LAMPUNG (KANDIDAT) – Dugaan korupsi dana Participating Interest (PI) 10 persen di wilayah offshore South East Sumatra yang menyeret nama mantan Gubernur Lampung Arinal Djunaidi dinilai bukan sekadar persoalan administrasi, tetapi menjadi ujian serius bagi komitmen penegakan hukum di daerah.
Pemerhati kebijakan hukum, sosial, dan publik Benny N.A. Puspanegara mengatakan, aparat penegak hukum perlu bersikap lebih tegas dan transparan dalam mengusut perkara tersebut.
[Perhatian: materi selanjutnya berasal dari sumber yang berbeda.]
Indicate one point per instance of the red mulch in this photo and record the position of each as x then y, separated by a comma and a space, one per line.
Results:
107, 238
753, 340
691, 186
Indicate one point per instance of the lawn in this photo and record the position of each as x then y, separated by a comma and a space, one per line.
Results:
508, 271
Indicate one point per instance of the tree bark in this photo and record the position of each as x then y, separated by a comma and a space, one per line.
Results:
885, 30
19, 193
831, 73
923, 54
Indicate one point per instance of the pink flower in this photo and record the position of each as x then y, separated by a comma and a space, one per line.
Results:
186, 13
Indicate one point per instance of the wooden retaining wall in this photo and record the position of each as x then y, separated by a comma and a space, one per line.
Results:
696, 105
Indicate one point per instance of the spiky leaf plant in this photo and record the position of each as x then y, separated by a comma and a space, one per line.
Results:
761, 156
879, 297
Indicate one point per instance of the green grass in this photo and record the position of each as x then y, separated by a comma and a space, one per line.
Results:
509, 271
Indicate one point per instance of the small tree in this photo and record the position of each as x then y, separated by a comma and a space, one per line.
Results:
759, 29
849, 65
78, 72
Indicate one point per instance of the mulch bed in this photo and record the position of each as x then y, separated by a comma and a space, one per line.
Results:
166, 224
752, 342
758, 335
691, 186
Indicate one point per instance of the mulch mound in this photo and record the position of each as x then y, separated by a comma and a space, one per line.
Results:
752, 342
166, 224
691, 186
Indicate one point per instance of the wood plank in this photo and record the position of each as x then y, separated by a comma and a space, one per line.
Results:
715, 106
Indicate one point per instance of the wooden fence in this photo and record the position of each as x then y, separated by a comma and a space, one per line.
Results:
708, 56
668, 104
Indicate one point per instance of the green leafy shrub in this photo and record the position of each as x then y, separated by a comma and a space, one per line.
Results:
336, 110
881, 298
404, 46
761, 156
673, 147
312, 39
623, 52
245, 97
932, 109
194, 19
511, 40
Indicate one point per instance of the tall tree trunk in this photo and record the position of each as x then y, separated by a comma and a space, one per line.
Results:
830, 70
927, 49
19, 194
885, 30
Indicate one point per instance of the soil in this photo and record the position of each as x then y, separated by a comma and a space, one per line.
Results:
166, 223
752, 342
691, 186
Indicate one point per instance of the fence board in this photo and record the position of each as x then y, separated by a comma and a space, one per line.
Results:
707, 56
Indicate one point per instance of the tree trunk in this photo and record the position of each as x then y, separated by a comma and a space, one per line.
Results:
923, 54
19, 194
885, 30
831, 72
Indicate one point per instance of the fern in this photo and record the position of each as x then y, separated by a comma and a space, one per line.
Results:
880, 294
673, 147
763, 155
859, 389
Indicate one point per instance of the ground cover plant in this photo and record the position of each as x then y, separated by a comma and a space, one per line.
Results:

“jika bukti-bukti yang dimiliki aparat penegak hukum sudah cukup kuat, maka proses hukum seharusnya tidak berhenti pada status saksi semata. Publik berharap kasus ini ditangani secara serius. Jika memang ada bukti yang cukup, proses hukum harus ditingkatkan agar semua fakta bisa terbuka secara terang,” kata Benny kepada media ini. Minggu (08/03).
Ia menilai, kasus dugaan korupsi PI 10 persen tersebut menjadi perhatian luas masyarakat karena menyangkut pengelolaan sumber daya yang seharusnya memberikan manfaat besar bagi daerah.
Namun demikian, Benny menegaskan bahwa persoalan hukum di Lampung tidak hanya berhenti pada satu kasus. Ia juga menyoroti sejumlah perkara lain yang tengah menjadi perhatian publik, seperti dugaan Tindak Pidana Pencucian Uang (TPPU) yang menyeret Bupati Pesawaran Nanda Indira Bastian, serta kasus hukum yang berkaitan dengan Bupati Way Kanan. Menurutnya, berbagai kasus tersebut menjadi indikator penting bagi konsistensi aparat penegak hukum dalam memberantas korupsi.
“Jangan sampai muncul kesan hukum tajam ke bawah tetapi tumpul ke atas. Masyarakat sekarang semakin kritis dan memperhatikan bagaimana penegakan hukum berjalan,” ucapnya.
Bahkan, kata Benny, tantangan terbesar dalam pemberantasan korupsi sering kali bukan pada aturan hukum yang tersedia, melainkan pada keberanian aparat dalam menindak pihak-pihak yang memiliki kekuatan politik atau ekonomi.
Maka dari itu, Ia berharap proses hukum terhadap berbagai kasus yang mencuat di Lampung dapat berjalan secara transparan, objektif, dan akuntabel.
“Penegakan hukum tidak hanya harus legal secara prosedur, tetapi juga harus menghadirkan rasa keadilan di tengah masyarakat. Transparansi dan keberanian aparat sangat dibutuhkan agar kepercayaan publik tetap terjaga,” tegasnya.
Benny menambahkan, momentum ini menjadi kesempatan bagi institusi penegak hukum untuk menunjukkan komitmen dalam menindak praktik korupsi tanpa pandang bulu.
“Publik sedang memperhatikan. Penegakan hukum yang tegas dan terbuka akan menjadi bukti bahwa keadilan masih berdiri kuat di daerah ini,” pungkasnya.